Your son is almost an adult. 

Let them work it out.


----------



## Andy1001

Maybe he thinks if your son is twenty,has his own car and works then he should have moved out by now.


----------



## Satya

Is he your son's stepfather?

If so, I agree with others - you should let your son handle this as he is a man.

Communicating with your husband would be your responsibility. When did his lack of respect for your son start?


----------



## Twright

This is our son he's not a stepfather. He never talks to him only to yell and be negative.
It always causes a argument between us.


----------



## Twright

The lack of respect toward our son started after high school.


----------



## TX-SC

There must be more to the story that you are unaware of. 

Sent from my LG-US996 using Tapatalk


----------



## Robbie1234

Do they physically fight at all​


----------



## Twright

No physical fighting


----------



## Edo Edo

Does your son still live at home? (It seems like from the car example you mentioned that the physical location of his job was relatively close by) 
Is it possible that your husband disagreed with your son's plans for post-high school? (You also mentioned that he works hard but did not mention any education plans. Maybe your husband wanted your son to go to college but he opted for a job right out of H/S instead.) 
You also made it clear that your husband did not agree with his choice in car. If this is true, that would make another example of your husband having given advice that your son ignored. 

If I'm anywhere close in my guesses, and these aren't the only examples of your son ignoring his father's advice, then it seems that your husband once looked upon your son favorably but began to take personal offense when your son began to ignore his well-intended advice. Being men, they'd rather thump chests then do feelings and over time has turned into a passive-aggressive conflict. Now your husband either has a "He made his own bed, let him lay in it" or a "I wasted enough of my time trying to help him" mentality. Neither really helps the situation, but eventually, your husband and son will have to work it out. Let them. They are both adults. But you need to remember that you cannot force people to like each other. Don't be disappointed if things are cool between them for awhile. And at the same time, instead of arguing with your husband, sometime gently ask him if it has anything to do with him feeling slighted and listen to him. Remember that your husband is allowed to feel frustrated if his son chooses paths that he feels isn't right. Maybe even let your husband vent a little about him to you - it may prevent a blow up between the two of them later.

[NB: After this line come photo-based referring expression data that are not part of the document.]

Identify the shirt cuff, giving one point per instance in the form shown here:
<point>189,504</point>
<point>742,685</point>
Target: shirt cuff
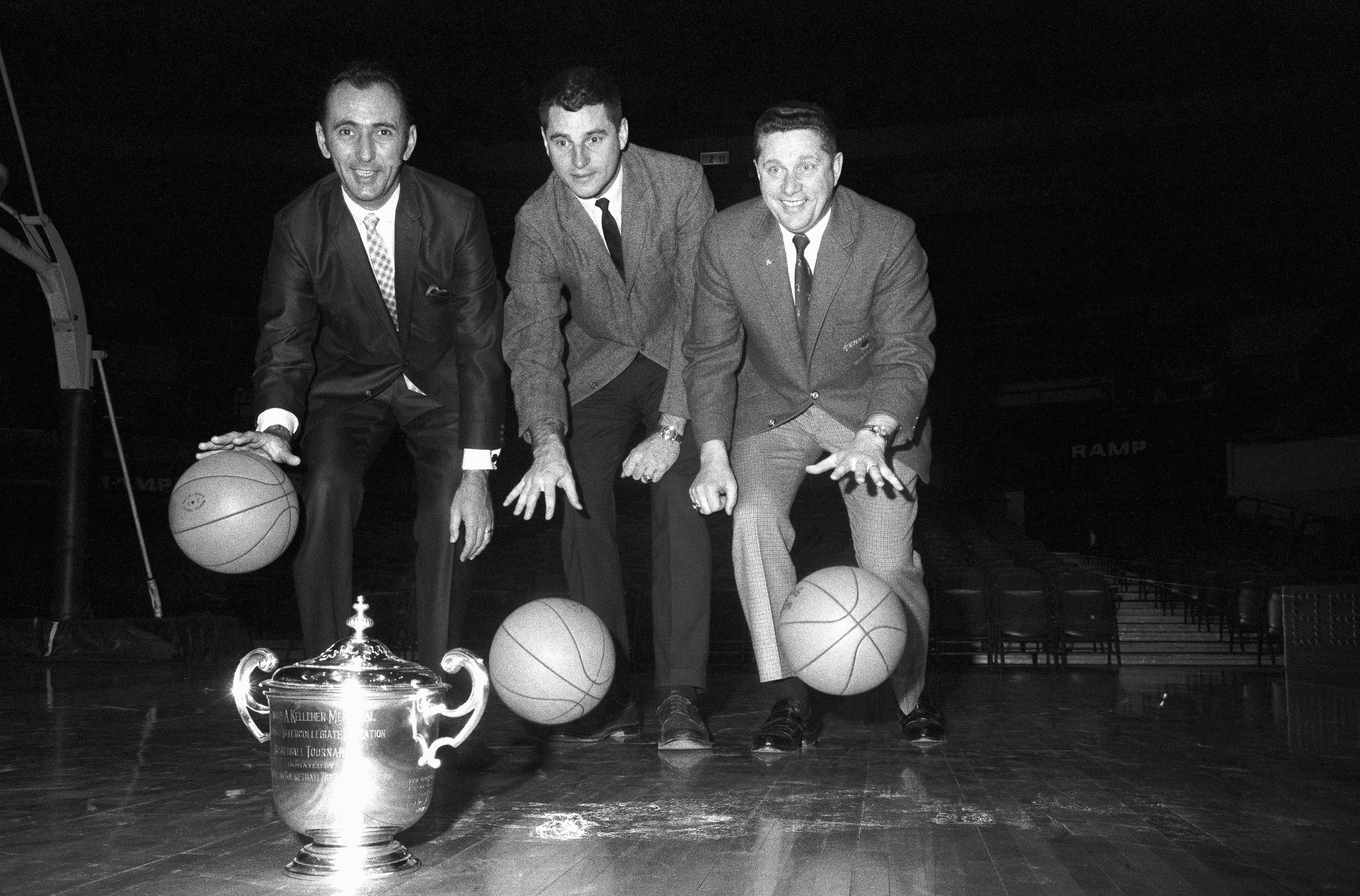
<point>277,417</point>
<point>481,459</point>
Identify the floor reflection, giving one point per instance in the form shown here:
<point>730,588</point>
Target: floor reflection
<point>1122,781</point>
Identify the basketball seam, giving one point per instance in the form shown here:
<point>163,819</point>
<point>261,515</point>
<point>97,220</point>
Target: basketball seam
<point>574,644</point>
<point>249,479</point>
<point>259,542</point>
<point>236,513</point>
<point>865,633</point>
<point>565,680</point>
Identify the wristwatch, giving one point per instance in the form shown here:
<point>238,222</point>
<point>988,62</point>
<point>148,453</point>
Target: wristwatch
<point>279,430</point>
<point>882,431</point>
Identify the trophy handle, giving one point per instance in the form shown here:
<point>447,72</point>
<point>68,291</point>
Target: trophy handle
<point>476,703</point>
<point>260,659</point>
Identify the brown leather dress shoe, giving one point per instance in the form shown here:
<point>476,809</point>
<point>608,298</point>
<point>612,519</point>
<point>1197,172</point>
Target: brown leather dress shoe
<point>682,726</point>
<point>789,728</point>
<point>924,726</point>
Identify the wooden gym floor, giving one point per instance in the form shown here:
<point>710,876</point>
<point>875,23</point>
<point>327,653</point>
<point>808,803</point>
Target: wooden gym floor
<point>1139,781</point>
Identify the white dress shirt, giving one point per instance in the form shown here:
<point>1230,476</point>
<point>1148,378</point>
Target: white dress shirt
<point>472,459</point>
<point>615,195</point>
<point>791,252</point>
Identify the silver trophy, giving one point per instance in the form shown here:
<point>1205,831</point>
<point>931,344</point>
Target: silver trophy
<point>350,747</point>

Another perspective about the car too: I don't know what your financial situation is, but I'm guessing that your son bought his car used, not new. If money was any type of issue when buying that car, it means your son had to prioritize what features he wanted. Fuel mileage, warranty, age, reliability, body/ paint quality, history of upkeep, etc. all come into play besides just overall price. If your son was more concerned about the stereo system than the safety features, part of me understands your husband's attitude (even if I don't necessarily agree w/ it)...


----------



## NextTimeAround

Whatis your husband's relationship like his parents and other family members of origin?


----------